Papers I Read Notes and Summaries

Deep Reinforcement Learning and the Deadly Triad

Introduction

  • The paper investigates the practical impact of the deadly triad (function approximation, bootstrapping, and off-policy learning) in deep Q-networks (trained with experience replay).

  • The deadly triad is called so because when all the three components are combined, TD learning can diverge, and value estimates can become unbounded.

  • However, in practice, the component of the deadly triad has been combined successfully. An example is training DQN agents to play Atari.

  • Link to the paper

Setup

  • The effect of each component of the triad can be regulated with some design choices:

    • Bootstrapping - by controlling the number of steps before bootstrapping.

    • Function approximation - by controlling the size of the neural network.

    • Off-policy learning - by controlling how data points are sampled from the replay buffer (i.e., using different prioritization approaches)

  • The problem is studied in two contexts: toy example and Atari 2600 games.

  • The paper makes several hypotheses about how different components may interact in the triad and evaluate these hypotheses by training DQN with different hyperparameters:

    • Number of steps before bootstrapping - 1, 3, 10

    • Four levels of prioritization (for sampling data from the replay buffer)

    • Bootstrap target - Q-learning, target Q-learning, inverse double Q-learning, and double Q-learning

    • Network sizes-small, medium, large and extra-large.

  • Each experiment was run with three different seeds.

  • The paper formulates a series of hypotheses and designs experiments to support/reject the hypotheses.

Hypothesis 1: Combining Q learning with conventional deep RL function spaces does not commonly lead to divergence

  • Rewards are clipped between -1 and 1, and the discount factor is set to 0.99. Hence, the maximum absolute action value is bound to smaller than 100. This upper bound is used soft-divergence in the value estimates.

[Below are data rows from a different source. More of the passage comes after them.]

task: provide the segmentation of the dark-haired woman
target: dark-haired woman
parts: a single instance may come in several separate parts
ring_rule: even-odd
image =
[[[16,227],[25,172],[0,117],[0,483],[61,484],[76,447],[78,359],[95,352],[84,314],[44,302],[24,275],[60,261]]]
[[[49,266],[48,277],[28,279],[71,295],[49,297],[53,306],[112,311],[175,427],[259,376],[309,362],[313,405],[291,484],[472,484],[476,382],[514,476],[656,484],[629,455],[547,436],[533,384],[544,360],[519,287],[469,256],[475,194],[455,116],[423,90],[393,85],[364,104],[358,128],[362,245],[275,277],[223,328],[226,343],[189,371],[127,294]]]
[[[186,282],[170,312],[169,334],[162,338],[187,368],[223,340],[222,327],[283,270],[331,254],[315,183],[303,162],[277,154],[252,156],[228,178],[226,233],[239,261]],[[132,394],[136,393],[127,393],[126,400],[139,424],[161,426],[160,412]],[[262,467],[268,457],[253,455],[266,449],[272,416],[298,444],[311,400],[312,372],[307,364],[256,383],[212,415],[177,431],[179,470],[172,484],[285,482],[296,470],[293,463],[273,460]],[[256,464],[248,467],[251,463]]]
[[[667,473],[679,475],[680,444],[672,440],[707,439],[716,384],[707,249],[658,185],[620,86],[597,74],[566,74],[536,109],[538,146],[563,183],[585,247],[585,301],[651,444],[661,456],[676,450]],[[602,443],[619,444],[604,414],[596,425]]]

  • The paper reports that while soft-divergence does occur, the values do not become unbounded, thus supporting the hypothesis.

Hypothesis 2: There is less divergence when correcting for overestimation bias or when bootstrapping on separate networks.

  • One manifestation of bootstrapping on separate networks is target-Q learning. While using separate networks helps on Atari, it does not entirely solve the problem on the toy setup.

  • One manifestation of correcting for the overestimation bias is using double Q-learning.

  • In the standard form, double Q-learning benefits by bootstrapping on a separate network. To isolate the gains by using each component independently, an inverse double Q-learning update is used that does not use a separate target-network for bootstrapping.

  • Experimentally, Q-learning is the most unstable while target Q-learning and double Q-learning are the most stable. This observation supports the hypothesis.

Hypothesis 3: Longer multi-step returns will diverge easily

  • This hypothesis is intuitive as the dependence on bootstrapping is reduced with multi-step returns.

  • Experimental results support this hypothesis.

Hypothesis 4: Larger, more capacity networks will diverge less easily.

  • This hypothesis is based on the assumption that more flexible value function approximations may behave more like the tabular case.

  • In practice, smaller networks show fewer instances of instability than the larger networks.

  • The hypothesis is not supported by the experiments.

Hypothesis 5: Stronger prioritization of updates will diverge more easily.

  • This hypothesis is supported by the experiments for all the four updates.

Effect of the deadly triad on the agent’s performance

  • Generally, soft-divergence correlates with poor control performance.

  • For example, longer multi-step returns lead to fewer instances of instabilities and better performance.

  • The trend is more interesting in terms of network capacity. Large networks tend to diverge more but also perform the best.

  • While action-value estimates can grow to large values, they can recover to plausible values as training progresses.